Commonwealth Supply Chain Advisors recently published a ground-breaking white-paper titled, “Beating Murphy’s Law in Warehouse Automation Projects.” The full paper examines a number of the reasons why automation projects fail to meet expectations, and what companies can do to beat Murphy’s Law. This blog is one in an ongoing series on “Beating Murphy’s Law in Warehouse Automation Projects.”
Ensuring a project survives Murphy’s Law begins with understanding “Murphy’s Curve”, a key concept. In 1991, a seminal work was published in MIT’s Sloane Management Review called “Beating Murphy’s Law,” authored by W. Bruce Chew, Dorothy Leonard-Barton and Roger E. Bohn. The article described a principal that the authors termed “Murphy’s Curve” (figure x), which illustrates the gap that often exists between expected results and actual results on projects. Murphy’s Curve highlights a key observation:
Unrealistic expectations doom many projects to failure before they begin.

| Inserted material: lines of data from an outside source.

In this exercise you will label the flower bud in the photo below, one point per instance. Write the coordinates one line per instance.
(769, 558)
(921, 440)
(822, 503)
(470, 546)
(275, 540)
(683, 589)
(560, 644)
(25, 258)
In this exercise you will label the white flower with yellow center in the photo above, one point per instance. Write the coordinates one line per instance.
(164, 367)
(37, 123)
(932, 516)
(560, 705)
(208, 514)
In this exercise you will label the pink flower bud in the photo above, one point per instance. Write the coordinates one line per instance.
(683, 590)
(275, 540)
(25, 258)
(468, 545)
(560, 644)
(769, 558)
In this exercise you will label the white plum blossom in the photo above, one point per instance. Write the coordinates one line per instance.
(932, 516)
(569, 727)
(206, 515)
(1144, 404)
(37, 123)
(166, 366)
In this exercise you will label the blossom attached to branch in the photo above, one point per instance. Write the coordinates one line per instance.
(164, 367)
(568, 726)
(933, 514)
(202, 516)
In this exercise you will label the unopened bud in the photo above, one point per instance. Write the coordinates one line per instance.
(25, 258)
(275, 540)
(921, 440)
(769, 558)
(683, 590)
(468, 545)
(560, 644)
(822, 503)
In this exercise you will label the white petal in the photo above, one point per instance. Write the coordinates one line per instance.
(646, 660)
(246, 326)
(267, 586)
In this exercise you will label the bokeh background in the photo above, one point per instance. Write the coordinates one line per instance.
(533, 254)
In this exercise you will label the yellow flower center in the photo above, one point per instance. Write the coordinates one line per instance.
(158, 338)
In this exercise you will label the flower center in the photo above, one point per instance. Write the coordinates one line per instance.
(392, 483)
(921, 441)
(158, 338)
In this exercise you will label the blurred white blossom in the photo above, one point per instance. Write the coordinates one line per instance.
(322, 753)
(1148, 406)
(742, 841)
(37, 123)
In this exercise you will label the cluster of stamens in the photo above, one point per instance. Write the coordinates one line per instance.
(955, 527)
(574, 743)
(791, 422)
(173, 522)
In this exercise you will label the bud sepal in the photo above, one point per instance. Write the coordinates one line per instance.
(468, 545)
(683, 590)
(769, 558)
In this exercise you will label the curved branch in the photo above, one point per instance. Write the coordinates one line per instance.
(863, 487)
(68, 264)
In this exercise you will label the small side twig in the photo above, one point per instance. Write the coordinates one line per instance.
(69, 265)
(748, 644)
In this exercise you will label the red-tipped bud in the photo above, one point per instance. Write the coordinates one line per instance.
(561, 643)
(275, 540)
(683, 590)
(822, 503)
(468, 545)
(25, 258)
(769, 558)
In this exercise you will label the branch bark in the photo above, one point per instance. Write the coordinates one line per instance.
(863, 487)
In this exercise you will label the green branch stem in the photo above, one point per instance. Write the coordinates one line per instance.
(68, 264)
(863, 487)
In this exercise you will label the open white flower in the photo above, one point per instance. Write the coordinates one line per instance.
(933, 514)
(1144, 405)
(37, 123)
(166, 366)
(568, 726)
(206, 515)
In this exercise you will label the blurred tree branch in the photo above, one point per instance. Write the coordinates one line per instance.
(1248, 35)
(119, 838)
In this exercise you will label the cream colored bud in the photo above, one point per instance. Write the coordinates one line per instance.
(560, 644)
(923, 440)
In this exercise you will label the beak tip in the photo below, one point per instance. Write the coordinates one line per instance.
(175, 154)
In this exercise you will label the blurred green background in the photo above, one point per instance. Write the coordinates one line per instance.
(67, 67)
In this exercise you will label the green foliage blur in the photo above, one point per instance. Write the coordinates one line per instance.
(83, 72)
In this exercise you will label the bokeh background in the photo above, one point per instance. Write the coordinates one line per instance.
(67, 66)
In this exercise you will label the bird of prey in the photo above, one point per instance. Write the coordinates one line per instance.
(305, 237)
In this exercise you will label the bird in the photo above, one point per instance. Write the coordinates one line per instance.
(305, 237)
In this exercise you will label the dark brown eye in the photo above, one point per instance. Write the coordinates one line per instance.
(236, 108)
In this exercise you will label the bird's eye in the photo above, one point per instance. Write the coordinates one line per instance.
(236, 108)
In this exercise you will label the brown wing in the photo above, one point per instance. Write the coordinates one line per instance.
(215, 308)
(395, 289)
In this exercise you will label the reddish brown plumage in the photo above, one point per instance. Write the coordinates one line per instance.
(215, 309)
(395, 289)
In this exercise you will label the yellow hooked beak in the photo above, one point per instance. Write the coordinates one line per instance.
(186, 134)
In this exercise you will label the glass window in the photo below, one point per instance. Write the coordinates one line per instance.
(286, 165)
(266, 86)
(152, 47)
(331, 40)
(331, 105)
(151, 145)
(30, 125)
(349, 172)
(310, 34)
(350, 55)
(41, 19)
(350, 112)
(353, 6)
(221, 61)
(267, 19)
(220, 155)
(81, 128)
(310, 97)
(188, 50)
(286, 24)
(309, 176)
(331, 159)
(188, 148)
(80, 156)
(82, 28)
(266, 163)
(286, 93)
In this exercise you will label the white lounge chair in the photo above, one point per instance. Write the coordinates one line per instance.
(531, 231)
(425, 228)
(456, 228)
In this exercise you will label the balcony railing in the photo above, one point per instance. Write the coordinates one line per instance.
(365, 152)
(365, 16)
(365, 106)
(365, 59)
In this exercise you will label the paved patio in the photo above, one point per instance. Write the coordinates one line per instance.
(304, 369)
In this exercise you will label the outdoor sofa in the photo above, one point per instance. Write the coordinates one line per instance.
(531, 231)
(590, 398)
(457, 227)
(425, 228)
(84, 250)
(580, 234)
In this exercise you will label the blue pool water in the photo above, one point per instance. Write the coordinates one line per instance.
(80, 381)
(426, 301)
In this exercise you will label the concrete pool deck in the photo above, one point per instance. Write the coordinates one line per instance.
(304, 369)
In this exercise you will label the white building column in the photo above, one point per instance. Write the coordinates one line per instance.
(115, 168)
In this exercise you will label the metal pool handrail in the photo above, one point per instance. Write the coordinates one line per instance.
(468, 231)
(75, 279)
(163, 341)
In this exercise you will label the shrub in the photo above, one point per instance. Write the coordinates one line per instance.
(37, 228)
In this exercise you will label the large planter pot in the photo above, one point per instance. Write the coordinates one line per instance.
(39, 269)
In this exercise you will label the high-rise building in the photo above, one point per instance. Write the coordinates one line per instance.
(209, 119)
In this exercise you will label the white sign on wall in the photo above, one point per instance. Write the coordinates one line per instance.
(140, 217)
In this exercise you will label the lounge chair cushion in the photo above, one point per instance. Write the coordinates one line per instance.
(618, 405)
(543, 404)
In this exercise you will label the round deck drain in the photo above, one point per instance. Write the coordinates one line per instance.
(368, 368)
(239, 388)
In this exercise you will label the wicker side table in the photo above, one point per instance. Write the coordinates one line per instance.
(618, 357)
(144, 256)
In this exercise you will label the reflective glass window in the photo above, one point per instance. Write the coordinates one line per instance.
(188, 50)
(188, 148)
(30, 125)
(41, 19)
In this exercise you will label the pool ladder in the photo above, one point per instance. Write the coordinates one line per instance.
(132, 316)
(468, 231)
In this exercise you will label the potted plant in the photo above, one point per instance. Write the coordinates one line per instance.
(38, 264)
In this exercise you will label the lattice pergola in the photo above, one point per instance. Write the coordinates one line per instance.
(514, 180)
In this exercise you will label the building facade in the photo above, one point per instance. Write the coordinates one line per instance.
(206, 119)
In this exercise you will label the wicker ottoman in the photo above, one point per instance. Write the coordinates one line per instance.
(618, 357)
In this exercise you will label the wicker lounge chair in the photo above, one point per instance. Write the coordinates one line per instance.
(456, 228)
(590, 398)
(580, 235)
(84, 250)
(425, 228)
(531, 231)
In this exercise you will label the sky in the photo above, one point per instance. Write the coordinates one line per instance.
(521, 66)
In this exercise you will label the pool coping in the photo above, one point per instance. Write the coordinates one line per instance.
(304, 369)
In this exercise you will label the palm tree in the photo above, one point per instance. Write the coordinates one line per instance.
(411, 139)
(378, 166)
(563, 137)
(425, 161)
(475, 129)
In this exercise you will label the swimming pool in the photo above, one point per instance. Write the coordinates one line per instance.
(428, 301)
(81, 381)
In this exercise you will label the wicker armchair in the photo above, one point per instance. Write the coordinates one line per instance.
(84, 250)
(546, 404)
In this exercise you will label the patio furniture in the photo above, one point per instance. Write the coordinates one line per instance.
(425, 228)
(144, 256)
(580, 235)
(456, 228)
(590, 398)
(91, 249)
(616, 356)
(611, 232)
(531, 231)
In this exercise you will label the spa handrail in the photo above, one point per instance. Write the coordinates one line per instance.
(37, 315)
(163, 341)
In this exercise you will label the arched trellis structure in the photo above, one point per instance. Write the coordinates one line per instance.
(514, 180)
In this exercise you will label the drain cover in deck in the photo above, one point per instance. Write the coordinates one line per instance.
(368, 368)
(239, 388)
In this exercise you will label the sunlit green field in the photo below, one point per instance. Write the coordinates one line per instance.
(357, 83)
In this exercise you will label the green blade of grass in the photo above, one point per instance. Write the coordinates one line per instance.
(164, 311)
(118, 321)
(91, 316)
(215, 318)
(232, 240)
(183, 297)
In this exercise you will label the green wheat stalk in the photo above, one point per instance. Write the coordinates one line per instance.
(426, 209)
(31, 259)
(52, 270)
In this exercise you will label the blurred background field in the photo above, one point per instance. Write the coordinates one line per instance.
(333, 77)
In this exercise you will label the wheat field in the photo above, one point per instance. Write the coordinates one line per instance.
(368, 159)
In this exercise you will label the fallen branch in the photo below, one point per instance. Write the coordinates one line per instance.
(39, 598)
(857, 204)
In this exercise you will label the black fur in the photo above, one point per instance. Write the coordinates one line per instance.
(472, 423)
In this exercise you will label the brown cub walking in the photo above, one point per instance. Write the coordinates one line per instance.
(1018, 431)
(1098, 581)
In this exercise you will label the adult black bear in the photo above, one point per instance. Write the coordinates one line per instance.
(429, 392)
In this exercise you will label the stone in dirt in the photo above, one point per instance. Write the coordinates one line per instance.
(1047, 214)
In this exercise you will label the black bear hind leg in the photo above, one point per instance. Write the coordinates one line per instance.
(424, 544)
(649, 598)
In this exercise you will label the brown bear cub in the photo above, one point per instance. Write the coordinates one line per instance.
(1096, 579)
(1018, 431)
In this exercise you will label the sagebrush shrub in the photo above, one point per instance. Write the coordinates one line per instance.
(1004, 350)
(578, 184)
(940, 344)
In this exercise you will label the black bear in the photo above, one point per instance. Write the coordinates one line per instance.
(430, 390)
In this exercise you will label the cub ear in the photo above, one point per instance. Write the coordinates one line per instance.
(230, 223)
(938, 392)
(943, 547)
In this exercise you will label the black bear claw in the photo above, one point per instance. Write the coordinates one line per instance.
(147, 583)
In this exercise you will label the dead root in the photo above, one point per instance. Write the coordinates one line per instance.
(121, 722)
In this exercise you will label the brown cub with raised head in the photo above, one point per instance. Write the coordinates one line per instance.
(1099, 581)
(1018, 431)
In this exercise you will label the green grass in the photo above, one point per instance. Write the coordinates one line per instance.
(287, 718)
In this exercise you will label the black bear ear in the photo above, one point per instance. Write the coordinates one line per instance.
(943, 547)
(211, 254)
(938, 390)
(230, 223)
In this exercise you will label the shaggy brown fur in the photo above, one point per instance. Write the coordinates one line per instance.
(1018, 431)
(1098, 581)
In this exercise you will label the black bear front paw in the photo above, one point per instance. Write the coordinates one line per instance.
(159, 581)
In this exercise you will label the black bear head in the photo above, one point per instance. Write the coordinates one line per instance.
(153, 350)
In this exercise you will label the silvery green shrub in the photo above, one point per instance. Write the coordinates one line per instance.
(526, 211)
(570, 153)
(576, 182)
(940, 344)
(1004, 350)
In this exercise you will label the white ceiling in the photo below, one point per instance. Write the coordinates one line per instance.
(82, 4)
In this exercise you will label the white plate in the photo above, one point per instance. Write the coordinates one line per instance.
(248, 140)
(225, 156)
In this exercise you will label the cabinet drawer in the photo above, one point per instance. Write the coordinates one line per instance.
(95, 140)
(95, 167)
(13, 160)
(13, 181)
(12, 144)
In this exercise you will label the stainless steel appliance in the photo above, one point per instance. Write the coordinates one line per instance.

The reality is that even with successful projects, there is almost always a period of decreased performance which begins before the go-live. It can last for an extended period while the operations staff adjusts to the new processes and technology and while bugs are worked out of the system. With a well-planned and well-run project, this adjustment period is short, and performance begins to improve over time, eventually surpassing the pre-deployment levels and achieving the gains that were the rationale for the project. However, many companies gloss over this reality and expect that after deploying new technology they will see an immediate and sustained performance improvement. The variation between expected and actual results can be significant, as figure x indicates.
Figure x: Murphy’s Curve
Beating Murphy’s Law begins with an acknowledgement that Murphy’s Curve can, and will, be present in every operations improvement project to some degree.